I suppose that the clients and the firms think it’s the law schools’ responsibility.  But law schools don’t have a comparative advantage doing this kind of training without significant retooling.  I have suggested some things law schools should be doing that are within their comparative advantage, including more finance and business-oriented training, but they don’t include apprenticeship programs.

Even if the law schools should do this from some perspective, who or what is going to give them the incentive to do it, and do it well?  Where, for example, will the money come from?  Higher tuition?

One would think the clients would pay to train the lawyers who will be working for them after they get trained, as the WSJ article notes.  But training lawyers is not what non-law firms do, so buying them already trained seems like a sensible “make or buy” decision.

The law firms once could benefit from training associates who would be their partners, but this long-range view doesn’t work in the Death of Big Law era.
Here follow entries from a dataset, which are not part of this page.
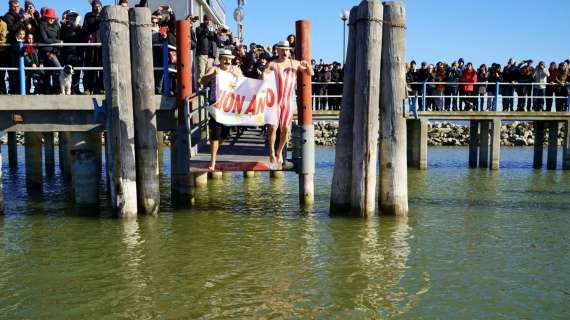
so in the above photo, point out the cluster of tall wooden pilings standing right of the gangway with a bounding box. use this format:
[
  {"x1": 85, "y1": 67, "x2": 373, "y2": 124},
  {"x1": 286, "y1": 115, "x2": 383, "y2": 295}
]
[{"x1": 331, "y1": 0, "x2": 408, "y2": 216}]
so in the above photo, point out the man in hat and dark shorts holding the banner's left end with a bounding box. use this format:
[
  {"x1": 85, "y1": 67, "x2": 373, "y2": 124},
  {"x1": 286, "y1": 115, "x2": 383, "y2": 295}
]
[{"x1": 200, "y1": 49, "x2": 242, "y2": 171}]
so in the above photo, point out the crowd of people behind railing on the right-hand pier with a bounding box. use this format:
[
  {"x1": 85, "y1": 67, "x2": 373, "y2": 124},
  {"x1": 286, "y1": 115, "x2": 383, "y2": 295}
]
[{"x1": 406, "y1": 58, "x2": 570, "y2": 111}]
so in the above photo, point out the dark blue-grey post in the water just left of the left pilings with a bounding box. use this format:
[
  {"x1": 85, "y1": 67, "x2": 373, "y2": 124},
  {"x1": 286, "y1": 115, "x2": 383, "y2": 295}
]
[{"x1": 71, "y1": 132, "x2": 99, "y2": 208}]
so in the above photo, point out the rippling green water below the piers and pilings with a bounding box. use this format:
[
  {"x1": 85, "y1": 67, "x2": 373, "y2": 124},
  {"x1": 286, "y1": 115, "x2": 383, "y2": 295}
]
[{"x1": 0, "y1": 148, "x2": 570, "y2": 319}]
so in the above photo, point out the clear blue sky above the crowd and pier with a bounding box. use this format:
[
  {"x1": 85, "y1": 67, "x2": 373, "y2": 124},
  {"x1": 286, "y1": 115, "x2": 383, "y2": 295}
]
[{"x1": 13, "y1": 0, "x2": 570, "y2": 64}]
In Germany, from which I just returned, university law grads go through a two-year training/apprenticeship at government expense prior to taking their final bar exams.  Somehow I don’t think the idea of the government paying to train lawyers would work in the current US political environment.

So what’s the solution?  I think we are ultimately going to come down to apprenticeship programs at law firms, where the pay matches the experience level.  This solution, though quite logical, will not sit well with the current model.  No more $160,000 salaries right out of law school.  And of course, student debt and law school tuition will have to ramp down to reflect law students’ reduced prospects on graduation.